Cyfryzacja przyspieszyła o dekadę
Wybuch pandemii zmieniła miliardy ludzi na całym świecie, w tym na miliony pracowników medycznych. Systemy ochrony zdrowia miały niewiele czasu na dostosowanie się do gwałtownie zmieniającej się sytuacji. Wprowadzone na szybko zmiany w normalnym trybie zajęłyby lata.
W badaniu przeprowadzonym na potrzeby raportu prawie 65 proc. respondentów wskazało, że w związku z pandemią COVID-19 ich instytucje zwiększyły wykorzystanie cyfrowych technologii wspierających pracę medyków. 64,3 proc., że znalazły one zastosowanie także w zdalnym wsparciu i kontakcie z pacjentami. Jednocześnie, o wykorzystaniu cyfrowych rozwiązań najczęściej mówili lekarze pierwszego kontaktu (74,7 proc.). To oni w związku z koronawirusem powszechnie przyjęli zdalny sposób wstępnej oceny pacjentów.

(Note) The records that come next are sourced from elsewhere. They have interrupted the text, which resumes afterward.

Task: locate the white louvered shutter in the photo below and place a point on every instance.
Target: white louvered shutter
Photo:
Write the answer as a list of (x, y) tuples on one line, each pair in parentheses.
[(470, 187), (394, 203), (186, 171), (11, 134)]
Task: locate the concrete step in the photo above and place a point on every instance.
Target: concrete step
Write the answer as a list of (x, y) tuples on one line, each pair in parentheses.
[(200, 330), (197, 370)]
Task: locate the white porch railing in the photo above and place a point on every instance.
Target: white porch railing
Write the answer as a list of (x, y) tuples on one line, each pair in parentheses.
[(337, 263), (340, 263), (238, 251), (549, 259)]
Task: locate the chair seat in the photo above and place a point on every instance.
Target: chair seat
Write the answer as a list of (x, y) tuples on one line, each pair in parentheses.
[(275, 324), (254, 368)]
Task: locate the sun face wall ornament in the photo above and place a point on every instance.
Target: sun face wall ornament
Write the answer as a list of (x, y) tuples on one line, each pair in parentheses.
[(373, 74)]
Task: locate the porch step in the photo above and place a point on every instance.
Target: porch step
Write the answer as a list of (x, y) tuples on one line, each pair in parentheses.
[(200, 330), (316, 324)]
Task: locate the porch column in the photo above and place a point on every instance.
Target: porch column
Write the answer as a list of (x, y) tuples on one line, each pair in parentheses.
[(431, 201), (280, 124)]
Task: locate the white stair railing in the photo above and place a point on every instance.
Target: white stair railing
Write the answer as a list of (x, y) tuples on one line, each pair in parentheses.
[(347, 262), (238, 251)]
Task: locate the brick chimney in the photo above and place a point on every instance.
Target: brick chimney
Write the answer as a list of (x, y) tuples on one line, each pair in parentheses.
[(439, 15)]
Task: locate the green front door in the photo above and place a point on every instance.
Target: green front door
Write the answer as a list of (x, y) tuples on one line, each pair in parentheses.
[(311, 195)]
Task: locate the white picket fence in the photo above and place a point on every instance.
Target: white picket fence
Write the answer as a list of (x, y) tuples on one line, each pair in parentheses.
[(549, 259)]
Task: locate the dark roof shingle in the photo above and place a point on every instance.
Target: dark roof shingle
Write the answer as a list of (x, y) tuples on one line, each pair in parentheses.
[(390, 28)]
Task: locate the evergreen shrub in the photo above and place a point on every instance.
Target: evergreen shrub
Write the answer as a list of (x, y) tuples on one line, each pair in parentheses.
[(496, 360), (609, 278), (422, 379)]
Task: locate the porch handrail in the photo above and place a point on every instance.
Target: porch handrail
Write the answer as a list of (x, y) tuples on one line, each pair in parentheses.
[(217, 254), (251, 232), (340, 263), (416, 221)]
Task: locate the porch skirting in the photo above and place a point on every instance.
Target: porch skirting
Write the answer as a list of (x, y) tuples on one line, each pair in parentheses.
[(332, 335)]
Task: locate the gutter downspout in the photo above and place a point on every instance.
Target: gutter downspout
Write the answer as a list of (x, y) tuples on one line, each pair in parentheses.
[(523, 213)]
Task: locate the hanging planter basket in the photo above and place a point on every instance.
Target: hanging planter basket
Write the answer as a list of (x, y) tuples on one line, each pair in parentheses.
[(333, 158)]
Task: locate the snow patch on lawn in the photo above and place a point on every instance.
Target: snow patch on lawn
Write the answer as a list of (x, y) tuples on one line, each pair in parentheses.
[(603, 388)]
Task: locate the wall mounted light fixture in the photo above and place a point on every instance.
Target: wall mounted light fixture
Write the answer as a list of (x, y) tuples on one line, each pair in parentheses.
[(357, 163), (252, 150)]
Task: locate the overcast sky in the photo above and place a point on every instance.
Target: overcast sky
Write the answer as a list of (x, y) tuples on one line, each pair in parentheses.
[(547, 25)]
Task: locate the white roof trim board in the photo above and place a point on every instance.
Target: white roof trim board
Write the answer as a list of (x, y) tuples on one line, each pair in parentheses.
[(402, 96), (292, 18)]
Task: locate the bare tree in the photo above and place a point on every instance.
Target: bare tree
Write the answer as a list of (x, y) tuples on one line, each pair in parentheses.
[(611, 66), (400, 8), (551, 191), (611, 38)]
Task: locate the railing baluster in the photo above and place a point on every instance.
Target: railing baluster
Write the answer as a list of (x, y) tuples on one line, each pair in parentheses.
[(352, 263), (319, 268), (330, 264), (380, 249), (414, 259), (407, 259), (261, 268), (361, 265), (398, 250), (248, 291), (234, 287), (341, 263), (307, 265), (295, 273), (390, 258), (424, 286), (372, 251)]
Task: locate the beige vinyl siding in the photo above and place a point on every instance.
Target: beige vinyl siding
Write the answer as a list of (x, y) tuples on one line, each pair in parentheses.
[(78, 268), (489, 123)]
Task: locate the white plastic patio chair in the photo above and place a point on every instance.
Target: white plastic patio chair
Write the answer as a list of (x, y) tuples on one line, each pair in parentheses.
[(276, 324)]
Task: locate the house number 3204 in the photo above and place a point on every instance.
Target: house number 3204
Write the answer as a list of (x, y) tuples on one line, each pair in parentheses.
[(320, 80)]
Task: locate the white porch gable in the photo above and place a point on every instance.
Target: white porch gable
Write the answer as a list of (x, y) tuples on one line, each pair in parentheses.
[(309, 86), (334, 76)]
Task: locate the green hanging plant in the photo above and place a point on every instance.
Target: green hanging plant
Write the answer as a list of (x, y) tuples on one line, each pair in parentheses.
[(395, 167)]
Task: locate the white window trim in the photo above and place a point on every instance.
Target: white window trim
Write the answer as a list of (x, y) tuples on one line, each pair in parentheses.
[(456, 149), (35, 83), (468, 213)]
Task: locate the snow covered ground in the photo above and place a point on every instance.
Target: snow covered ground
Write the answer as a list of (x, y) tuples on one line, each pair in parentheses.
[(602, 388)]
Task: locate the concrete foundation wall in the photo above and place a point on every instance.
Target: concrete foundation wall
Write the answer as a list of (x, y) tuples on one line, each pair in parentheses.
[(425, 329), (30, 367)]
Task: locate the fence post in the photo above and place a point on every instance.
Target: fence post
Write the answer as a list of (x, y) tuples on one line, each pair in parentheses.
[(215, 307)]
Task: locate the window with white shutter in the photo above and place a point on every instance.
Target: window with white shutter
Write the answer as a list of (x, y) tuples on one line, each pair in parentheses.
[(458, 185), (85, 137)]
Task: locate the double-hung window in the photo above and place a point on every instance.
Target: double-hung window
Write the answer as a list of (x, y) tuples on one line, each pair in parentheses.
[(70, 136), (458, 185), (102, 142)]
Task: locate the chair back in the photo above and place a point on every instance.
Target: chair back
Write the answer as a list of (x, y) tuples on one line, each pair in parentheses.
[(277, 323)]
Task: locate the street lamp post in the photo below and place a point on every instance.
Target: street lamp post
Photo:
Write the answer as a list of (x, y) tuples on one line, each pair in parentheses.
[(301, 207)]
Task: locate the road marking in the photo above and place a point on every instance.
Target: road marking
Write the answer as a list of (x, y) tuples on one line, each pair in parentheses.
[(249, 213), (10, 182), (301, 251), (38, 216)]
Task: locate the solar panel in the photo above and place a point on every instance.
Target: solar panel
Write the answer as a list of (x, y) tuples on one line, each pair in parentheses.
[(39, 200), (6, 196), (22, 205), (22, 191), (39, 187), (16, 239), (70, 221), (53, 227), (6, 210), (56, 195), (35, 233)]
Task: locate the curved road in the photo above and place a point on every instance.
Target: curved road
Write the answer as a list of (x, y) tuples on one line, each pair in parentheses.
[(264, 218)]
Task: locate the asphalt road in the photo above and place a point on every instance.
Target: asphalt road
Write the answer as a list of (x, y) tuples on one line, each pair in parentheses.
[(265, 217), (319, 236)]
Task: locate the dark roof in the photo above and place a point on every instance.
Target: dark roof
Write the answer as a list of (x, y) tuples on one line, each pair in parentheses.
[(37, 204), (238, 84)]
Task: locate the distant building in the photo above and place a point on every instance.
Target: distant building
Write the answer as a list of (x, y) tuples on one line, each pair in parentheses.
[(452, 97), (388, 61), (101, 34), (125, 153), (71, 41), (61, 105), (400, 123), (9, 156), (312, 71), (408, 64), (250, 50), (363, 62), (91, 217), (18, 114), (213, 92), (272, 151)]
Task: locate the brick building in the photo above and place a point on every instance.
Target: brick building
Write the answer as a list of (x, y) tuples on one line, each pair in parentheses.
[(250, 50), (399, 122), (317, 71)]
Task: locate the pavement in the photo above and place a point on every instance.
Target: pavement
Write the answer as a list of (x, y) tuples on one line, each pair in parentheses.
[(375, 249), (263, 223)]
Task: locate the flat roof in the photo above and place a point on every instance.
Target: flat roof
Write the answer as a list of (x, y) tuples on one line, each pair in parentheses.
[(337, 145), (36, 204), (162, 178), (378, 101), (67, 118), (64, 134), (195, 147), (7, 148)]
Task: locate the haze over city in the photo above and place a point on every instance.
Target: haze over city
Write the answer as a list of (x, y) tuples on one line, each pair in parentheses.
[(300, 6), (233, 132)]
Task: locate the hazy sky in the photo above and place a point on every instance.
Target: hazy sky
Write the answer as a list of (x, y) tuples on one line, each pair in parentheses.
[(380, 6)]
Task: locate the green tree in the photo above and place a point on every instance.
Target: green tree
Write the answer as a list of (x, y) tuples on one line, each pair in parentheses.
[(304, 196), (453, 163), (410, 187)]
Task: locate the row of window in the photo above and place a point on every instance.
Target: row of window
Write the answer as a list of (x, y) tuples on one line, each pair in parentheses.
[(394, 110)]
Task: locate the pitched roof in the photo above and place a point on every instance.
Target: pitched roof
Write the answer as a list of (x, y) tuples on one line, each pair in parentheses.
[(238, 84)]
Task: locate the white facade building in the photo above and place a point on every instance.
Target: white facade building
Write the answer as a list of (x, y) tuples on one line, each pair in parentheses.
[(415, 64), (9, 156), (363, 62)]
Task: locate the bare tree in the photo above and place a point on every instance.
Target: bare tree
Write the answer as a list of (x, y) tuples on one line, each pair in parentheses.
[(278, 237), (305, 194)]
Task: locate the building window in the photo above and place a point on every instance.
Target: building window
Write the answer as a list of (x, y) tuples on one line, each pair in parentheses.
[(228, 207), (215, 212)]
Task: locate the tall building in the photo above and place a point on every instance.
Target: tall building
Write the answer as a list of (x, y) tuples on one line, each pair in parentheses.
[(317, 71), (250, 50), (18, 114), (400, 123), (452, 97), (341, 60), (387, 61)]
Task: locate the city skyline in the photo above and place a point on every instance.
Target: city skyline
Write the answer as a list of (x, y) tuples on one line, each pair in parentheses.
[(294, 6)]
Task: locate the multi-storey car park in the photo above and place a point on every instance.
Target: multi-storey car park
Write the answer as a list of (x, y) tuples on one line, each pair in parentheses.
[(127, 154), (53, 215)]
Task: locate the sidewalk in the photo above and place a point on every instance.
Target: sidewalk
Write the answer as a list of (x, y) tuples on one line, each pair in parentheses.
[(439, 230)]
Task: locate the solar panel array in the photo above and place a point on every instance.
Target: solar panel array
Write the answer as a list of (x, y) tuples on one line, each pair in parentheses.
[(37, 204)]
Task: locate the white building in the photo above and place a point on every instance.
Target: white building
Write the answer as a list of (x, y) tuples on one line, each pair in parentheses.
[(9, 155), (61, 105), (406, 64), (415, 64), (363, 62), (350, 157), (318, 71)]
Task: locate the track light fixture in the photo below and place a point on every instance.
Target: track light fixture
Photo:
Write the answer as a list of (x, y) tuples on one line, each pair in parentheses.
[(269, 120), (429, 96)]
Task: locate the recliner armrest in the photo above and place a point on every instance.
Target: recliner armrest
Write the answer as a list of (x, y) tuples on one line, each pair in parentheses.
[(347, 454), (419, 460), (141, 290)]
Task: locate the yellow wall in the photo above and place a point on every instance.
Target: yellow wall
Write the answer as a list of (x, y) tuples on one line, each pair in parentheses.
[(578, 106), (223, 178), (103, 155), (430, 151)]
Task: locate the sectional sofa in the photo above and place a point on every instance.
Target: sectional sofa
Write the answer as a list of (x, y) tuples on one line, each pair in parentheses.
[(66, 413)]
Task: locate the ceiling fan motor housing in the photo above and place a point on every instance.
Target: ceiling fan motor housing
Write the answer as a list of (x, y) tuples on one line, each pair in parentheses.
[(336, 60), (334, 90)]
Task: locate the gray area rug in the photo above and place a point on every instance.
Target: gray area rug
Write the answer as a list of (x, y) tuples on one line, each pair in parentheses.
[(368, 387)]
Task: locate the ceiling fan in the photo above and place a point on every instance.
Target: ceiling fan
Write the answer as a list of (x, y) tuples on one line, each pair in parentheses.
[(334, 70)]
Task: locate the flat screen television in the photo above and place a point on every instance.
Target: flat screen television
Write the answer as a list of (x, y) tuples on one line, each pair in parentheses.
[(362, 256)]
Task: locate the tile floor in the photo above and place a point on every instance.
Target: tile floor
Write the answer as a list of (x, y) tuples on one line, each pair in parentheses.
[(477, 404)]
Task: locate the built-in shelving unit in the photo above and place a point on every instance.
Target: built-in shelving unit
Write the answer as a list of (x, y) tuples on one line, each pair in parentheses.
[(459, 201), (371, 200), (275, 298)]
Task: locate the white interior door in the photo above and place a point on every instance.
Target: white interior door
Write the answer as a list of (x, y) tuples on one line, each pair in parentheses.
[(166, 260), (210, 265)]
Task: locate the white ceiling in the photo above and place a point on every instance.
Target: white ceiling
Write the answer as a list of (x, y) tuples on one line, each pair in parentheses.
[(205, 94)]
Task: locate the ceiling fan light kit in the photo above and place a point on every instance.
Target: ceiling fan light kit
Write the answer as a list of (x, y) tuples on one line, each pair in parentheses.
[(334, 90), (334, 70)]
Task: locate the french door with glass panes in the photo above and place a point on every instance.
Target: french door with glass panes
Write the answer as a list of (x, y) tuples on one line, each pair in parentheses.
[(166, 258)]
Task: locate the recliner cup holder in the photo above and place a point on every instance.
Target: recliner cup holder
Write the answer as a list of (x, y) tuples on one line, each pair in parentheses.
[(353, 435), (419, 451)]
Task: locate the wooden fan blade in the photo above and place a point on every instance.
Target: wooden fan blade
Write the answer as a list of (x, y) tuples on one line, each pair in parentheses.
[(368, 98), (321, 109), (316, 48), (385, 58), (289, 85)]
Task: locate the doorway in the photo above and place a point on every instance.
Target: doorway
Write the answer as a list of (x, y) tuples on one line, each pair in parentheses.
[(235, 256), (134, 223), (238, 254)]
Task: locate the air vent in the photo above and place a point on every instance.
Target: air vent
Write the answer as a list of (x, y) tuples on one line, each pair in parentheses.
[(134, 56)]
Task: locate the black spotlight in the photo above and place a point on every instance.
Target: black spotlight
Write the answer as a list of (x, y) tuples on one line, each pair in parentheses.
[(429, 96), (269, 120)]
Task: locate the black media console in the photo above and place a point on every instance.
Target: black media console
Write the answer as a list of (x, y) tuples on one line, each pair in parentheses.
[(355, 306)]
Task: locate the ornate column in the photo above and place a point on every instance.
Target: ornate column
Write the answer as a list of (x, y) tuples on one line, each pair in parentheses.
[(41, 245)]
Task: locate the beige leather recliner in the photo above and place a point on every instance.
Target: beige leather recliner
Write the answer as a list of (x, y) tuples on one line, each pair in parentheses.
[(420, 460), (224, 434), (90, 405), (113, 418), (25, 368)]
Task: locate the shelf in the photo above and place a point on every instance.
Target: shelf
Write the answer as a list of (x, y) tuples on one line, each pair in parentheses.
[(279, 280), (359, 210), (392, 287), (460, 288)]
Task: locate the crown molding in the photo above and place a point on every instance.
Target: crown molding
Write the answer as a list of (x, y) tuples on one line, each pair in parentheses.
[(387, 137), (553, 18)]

Pandemia uwypukliła istnienie wielu istotnych różnic i nierówności w europejskich systemach ochrony zdrowia, które wymagają natychmiastowego działania. Jednocześnie dzięki cyfrowej transformacji i przyjęciu wielu rozwiązań na masową skalę, najważniejsze podmioty działające w ramach systemów zdrowotnych zaczęły ze sobą współpracować. Zmieniły się także oczekiwania samych pacjentów, którzy chcą mieć dostęp do opieki medycznej, zawsze, gdy tego potrzebują. Poza dotychczasowym modelem obsługi stacjonarnej.